Personal information
- Full name: Arthur Surridge
- Born: 2 June 1884 Sydney, New South Wales, Australia
- Died: 2 August 1963 (aged 79) Sydney, New South Wales, Australia

Playing information
- Position: Lock, Second-row, Wing
Club
| Years | Team | Pld | T | G | FG | P |
| 1909 | Eastern Suburbs | 8 | 3 | 15 | 1 | 41 |
| 1910 | Balmain | 4 | 1 | 5 | 0 | 13 |
|  | Total | 12 | 4 | 20 | 1 | 54 |
Representative
| Years | Team | Pld | T | G | FG | P |
| 1909 | New South Wales | 4 | 3 | 4 | 0 | 17 |
- Source: As of 14 February 2019

= Arthur Surridge =

Australian rugby league footballer

Arthur 'Wicker' Surridge (1884–1963) was a rugby league footballer in the Australian competition the New South Wales Rugby Football League premiership between 1909 and 1910.

==Playing career==
An Easts rugby junior, Surridge grew up at Paddington, New South Wales and played for the Eastern Suburbs club in the 1909 NSWRFL season. A forward, Surridge was an accomplished goal kicker, playing in 9 matches for the Tricolours, including that year's semifinal loss to Balmain in which he was a try scorer.

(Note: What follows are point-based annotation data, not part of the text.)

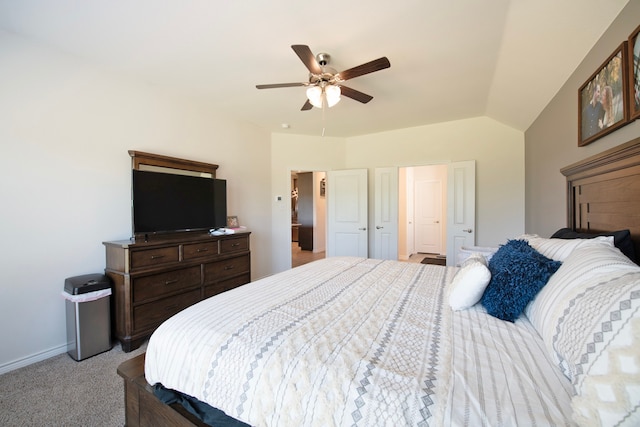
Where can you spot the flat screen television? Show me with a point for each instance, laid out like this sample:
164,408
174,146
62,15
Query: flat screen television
165,202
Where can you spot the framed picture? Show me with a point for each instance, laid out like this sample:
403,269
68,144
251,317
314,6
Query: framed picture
602,100
634,75
232,222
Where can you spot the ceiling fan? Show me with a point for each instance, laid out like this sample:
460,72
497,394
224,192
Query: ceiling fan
325,83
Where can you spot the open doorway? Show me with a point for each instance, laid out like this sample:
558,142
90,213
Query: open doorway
308,216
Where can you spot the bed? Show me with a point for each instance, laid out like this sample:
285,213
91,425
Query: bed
551,337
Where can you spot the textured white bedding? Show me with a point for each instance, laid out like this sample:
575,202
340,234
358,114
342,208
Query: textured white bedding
360,342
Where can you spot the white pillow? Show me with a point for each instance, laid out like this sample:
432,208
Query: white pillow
466,251
469,283
586,267
560,249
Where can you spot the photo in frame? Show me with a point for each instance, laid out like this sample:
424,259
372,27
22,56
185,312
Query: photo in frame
602,99
634,74
232,222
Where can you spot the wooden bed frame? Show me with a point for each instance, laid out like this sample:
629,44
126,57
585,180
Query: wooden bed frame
603,194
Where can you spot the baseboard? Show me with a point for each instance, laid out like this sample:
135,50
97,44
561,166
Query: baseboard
38,357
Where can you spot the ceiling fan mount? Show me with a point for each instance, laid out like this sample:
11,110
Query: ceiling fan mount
322,76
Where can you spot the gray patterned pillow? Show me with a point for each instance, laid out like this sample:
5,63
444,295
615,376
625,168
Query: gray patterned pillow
600,336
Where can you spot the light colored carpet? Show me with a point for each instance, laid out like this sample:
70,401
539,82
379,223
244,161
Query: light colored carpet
62,392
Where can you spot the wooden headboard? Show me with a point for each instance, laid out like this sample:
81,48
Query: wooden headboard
603,192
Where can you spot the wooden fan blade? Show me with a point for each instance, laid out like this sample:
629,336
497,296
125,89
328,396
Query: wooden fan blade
355,94
369,67
277,85
307,57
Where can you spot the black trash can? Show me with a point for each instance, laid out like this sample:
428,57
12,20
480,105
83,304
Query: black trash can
88,315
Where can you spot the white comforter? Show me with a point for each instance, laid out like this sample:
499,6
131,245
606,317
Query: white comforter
359,342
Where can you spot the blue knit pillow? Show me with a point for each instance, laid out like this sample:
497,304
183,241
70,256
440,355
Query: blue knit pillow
518,272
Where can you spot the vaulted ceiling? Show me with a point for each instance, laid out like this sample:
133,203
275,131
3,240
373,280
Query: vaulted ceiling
450,60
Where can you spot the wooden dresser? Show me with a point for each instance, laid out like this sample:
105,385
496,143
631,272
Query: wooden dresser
154,280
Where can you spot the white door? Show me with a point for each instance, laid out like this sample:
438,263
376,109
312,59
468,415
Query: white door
386,213
461,208
428,216
347,213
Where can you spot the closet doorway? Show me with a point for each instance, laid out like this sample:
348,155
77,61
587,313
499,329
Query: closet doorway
425,210
308,216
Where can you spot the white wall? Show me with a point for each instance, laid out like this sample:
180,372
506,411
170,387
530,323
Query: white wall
552,140
65,129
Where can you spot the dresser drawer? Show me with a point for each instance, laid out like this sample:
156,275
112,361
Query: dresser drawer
236,244
199,250
225,285
220,270
157,256
160,284
151,315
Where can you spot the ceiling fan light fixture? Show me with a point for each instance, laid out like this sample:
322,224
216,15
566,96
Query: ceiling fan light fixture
314,94
332,93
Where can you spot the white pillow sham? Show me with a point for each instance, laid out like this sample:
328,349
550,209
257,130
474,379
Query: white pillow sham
469,283
560,249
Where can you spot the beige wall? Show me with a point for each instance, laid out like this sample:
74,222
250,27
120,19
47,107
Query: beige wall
65,129
497,149
552,140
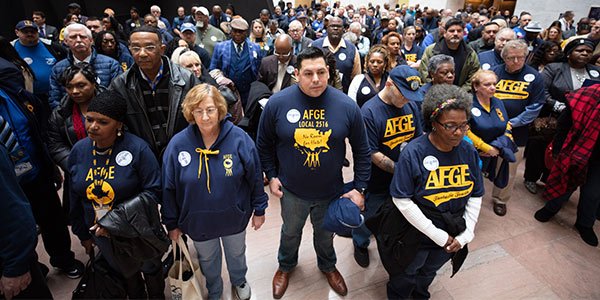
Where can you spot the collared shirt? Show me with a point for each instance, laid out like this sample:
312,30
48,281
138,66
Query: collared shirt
356,65
281,69
156,79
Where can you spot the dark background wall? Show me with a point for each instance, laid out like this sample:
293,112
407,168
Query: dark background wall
12,11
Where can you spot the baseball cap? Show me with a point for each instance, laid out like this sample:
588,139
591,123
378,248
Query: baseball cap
239,24
25,24
188,27
342,216
301,15
533,27
202,10
407,80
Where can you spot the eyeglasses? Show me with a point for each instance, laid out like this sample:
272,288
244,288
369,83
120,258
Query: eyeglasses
200,112
283,55
136,49
515,58
454,127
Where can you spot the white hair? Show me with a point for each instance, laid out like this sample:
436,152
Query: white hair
77,26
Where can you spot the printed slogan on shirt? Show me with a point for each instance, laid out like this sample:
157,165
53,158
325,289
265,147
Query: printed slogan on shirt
398,130
312,136
453,180
511,90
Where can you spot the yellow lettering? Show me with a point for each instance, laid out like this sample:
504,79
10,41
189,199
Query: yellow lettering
397,125
101,172
511,90
316,114
447,177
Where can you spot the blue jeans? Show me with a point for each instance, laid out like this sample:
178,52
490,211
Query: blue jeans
361,235
210,258
417,277
589,198
294,212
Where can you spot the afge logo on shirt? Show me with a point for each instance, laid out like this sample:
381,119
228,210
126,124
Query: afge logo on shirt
124,158
293,116
447,183
184,158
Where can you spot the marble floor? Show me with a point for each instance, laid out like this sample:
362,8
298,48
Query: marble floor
511,257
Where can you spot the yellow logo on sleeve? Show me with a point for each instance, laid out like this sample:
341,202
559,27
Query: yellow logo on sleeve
228,164
511,90
455,178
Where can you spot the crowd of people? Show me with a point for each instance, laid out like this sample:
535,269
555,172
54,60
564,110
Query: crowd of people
131,119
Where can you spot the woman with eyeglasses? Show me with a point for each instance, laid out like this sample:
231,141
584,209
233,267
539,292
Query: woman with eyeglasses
393,41
365,86
441,210
115,188
66,124
412,52
107,43
212,187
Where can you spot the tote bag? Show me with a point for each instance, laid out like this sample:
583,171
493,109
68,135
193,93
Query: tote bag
188,288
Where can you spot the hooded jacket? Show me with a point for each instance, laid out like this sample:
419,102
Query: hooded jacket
210,193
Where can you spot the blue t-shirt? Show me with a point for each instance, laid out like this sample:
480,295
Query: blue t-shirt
302,141
436,180
522,94
389,129
488,125
41,62
98,182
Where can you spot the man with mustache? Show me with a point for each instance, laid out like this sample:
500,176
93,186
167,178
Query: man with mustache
79,40
466,62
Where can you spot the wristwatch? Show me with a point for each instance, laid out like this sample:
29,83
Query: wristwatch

Surridge represented the New South Wales rugby league team on four occasions in 1909. He is noted as the 31st Eastern Suburbs player. He joined Balmain for the 1910 NSWRFL season.

Surridge was a well-known police detective in Sydney and held numerous positions with the Eastern Suburbs club over many years. He died on 2 August 1963, aged 79 years.